Child support arrears (past due support) have grown dramatically in California during
the past 10 years. In March 2000, when the Collectibility Study began, California had
$14.4 billion in child support arrears. In federal fiscal year (FFY) 2001, the arrears had
grown to $17 billion, representing 20 percent of the nation’s child support arrears. That
same year, California had only 12 percent of the nation’s caseload. Ten years earlier, in
FFY 1992, California’ s arrears stood at $2.5 billion, or 10 percent of the nation’s
arrears, and it had 10 percent of the nation’s caseload. Hence, California’ s arrears
have grown much faster than the rest of the country. Figure 1 shows the growth in child
support arrears nationwide and in California. The gap between the top two lines
represents California’s growing share of the nation’ s child support arrears.
Figure 2 contrasts California’ s child support arrears with child support arrears in New
York. We selected New York for comparative purposes because it too has a large
population and a large metropolitan area. New York differs, however, from California in
at least one important respect – it does not charge interest on its child support arrears.
New York is not alone in this respect. Eighteen states do not charge interest on child
support arrears. California counties were instructed to charge interest on nearly all of
their arrears in 1992.
Figure 2 shows that New York’s child support arrears were only slightly smaller than
that of California’s between FFY 1986 and FFY 1992, but starting in FFY 1993 the
difference grows astronomically. In FFY 1992, New York’s child support arrears were
$1.8 billion; California’s were $2.5 billion. Nine years later, New York’s child support
arrears had increased to only $3.2 billion, while California’s grew to $17 billion.

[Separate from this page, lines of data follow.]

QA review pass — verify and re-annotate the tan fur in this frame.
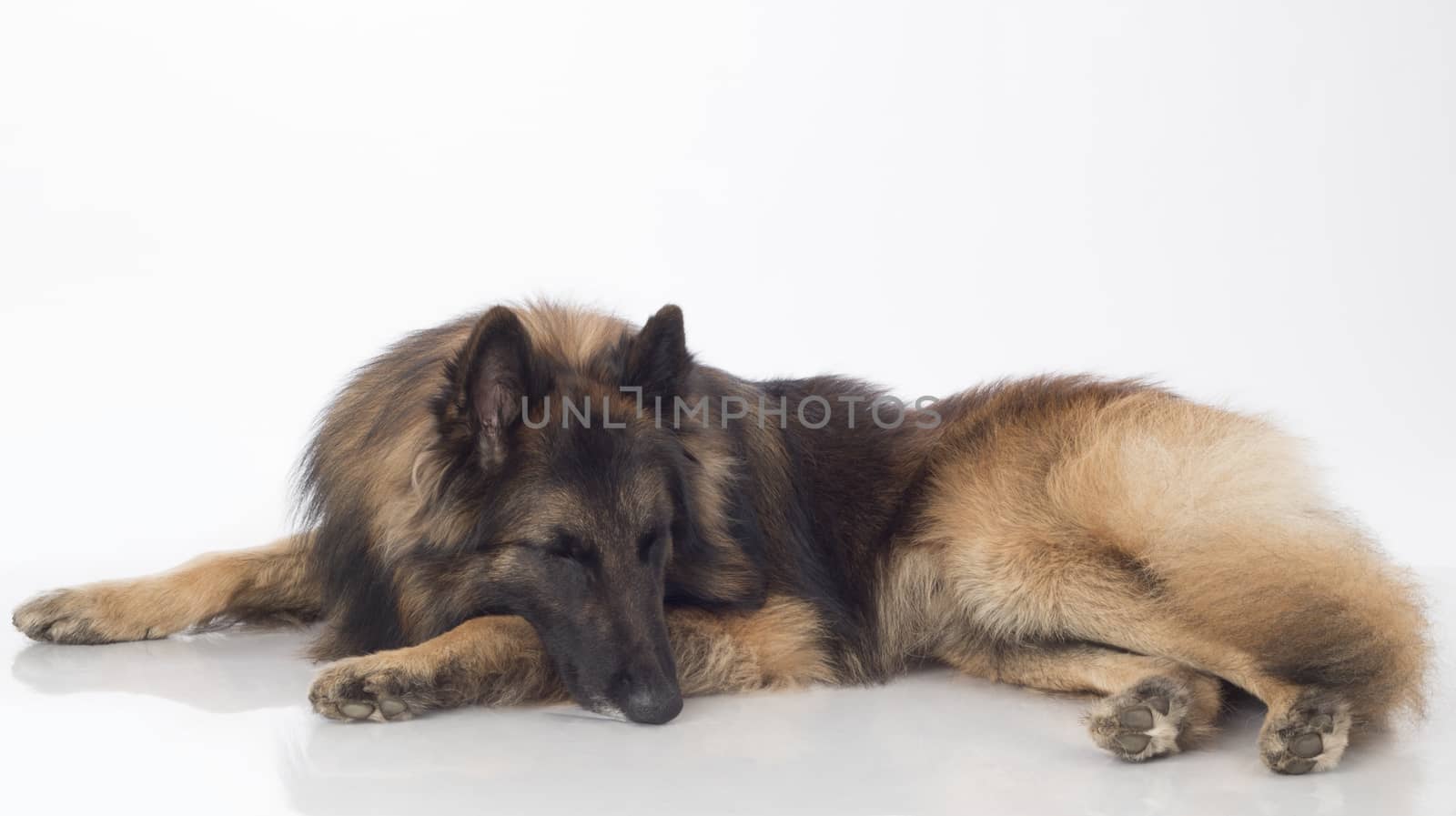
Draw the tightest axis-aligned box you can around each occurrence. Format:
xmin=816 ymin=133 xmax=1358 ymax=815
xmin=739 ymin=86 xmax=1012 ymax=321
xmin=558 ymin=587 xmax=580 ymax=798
xmin=16 ymin=304 xmax=1430 ymax=772
xmin=308 ymin=598 xmax=833 ymax=721
xmin=15 ymin=534 xmax=318 ymax=643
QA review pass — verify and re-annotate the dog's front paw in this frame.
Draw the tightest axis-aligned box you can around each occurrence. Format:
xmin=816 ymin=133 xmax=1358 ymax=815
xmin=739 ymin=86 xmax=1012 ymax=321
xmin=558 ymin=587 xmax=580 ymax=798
xmin=10 ymin=586 xmax=162 ymax=644
xmin=308 ymin=653 xmax=442 ymax=723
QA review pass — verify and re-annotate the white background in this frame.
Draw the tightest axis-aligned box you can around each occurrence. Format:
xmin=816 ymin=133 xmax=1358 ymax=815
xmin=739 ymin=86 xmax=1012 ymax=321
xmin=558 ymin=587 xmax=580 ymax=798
xmin=0 ymin=0 xmax=1456 ymax=813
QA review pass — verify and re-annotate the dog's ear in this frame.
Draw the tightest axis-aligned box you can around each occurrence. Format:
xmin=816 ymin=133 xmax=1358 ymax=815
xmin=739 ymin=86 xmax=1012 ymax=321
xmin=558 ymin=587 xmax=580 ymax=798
xmin=622 ymin=304 xmax=693 ymax=398
xmin=440 ymin=306 xmax=544 ymax=468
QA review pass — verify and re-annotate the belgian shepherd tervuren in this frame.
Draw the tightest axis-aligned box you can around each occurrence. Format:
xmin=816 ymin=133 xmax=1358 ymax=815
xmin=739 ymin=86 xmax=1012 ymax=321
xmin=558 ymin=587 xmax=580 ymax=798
xmin=15 ymin=304 xmax=1427 ymax=774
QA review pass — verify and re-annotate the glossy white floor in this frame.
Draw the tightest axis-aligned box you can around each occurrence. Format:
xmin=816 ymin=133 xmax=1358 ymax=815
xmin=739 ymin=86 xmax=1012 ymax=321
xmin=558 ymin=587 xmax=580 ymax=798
xmin=0 ymin=569 xmax=1456 ymax=816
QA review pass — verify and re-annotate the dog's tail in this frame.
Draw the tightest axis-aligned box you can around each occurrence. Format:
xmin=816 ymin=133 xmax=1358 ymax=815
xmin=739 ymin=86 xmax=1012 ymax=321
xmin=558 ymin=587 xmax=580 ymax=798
xmin=1051 ymin=391 xmax=1430 ymax=723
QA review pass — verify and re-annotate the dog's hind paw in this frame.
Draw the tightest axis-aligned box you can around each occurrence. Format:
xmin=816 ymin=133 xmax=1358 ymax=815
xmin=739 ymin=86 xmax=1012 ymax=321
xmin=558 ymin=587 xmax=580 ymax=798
xmin=308 ymin=653 xmax=440 ymax=723
xmin=1259 ymin=692 xmax=1352 ymax=774
xmin=1087 ymin=675 xmax=1199 ymax=762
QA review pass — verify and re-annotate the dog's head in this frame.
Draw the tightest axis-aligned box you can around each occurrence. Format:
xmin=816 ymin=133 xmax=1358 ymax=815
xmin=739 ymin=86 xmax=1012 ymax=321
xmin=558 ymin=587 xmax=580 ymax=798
xmin=425 ymin=306 xmax=741 ymax=723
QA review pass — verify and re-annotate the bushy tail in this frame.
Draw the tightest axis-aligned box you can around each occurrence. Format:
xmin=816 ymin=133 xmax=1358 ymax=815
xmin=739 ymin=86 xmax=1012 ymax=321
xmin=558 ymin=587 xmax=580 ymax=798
xmin=1051 ymin=393 xmax=1430 ymax=723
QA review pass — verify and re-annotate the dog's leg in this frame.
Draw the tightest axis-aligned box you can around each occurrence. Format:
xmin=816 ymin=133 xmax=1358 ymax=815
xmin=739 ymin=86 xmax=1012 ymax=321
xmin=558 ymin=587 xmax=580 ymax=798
xmin=1077 ymin=617 xmax=1359 ymax=774
xmin=12 ymin=532 xmax=320 ymax=643
xmin=308 ymin=615 xmax=566 ymax=721
xmin=944 ymin=644 xmax=1220 ymax=762
xmin=308 ymin=598 xmax=832 ymax=721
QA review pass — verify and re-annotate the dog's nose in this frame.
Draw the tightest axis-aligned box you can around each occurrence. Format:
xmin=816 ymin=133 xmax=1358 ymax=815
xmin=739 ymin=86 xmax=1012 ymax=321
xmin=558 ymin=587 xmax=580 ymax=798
xmin=617 ymin=660 xmax=682 ymax=726
xmin=622 ymin=687 xmax=682 ymax=726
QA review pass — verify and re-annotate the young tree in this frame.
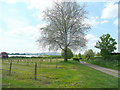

In 1999, Governor Gray Davis signed legislation enacting massive reforms of the child
support system (Assembly Bill 196 and Senate Bill 542). These reforms created a new
state agency responsible for overseeing California’s child support program, called the
Department of Child Support Services (DCSS). It also mandated that the newly created
department analyze the current amount of child support arrears statewide and
determine the amount that is realistically collectible. DCSS contracted with the Urban
Institute to conduct the study and established an Advisory Group of national, state and
local child support experts and stakeholders to advise the study. This report presents
the Urban Institute’s findings, including recommendations based on our research.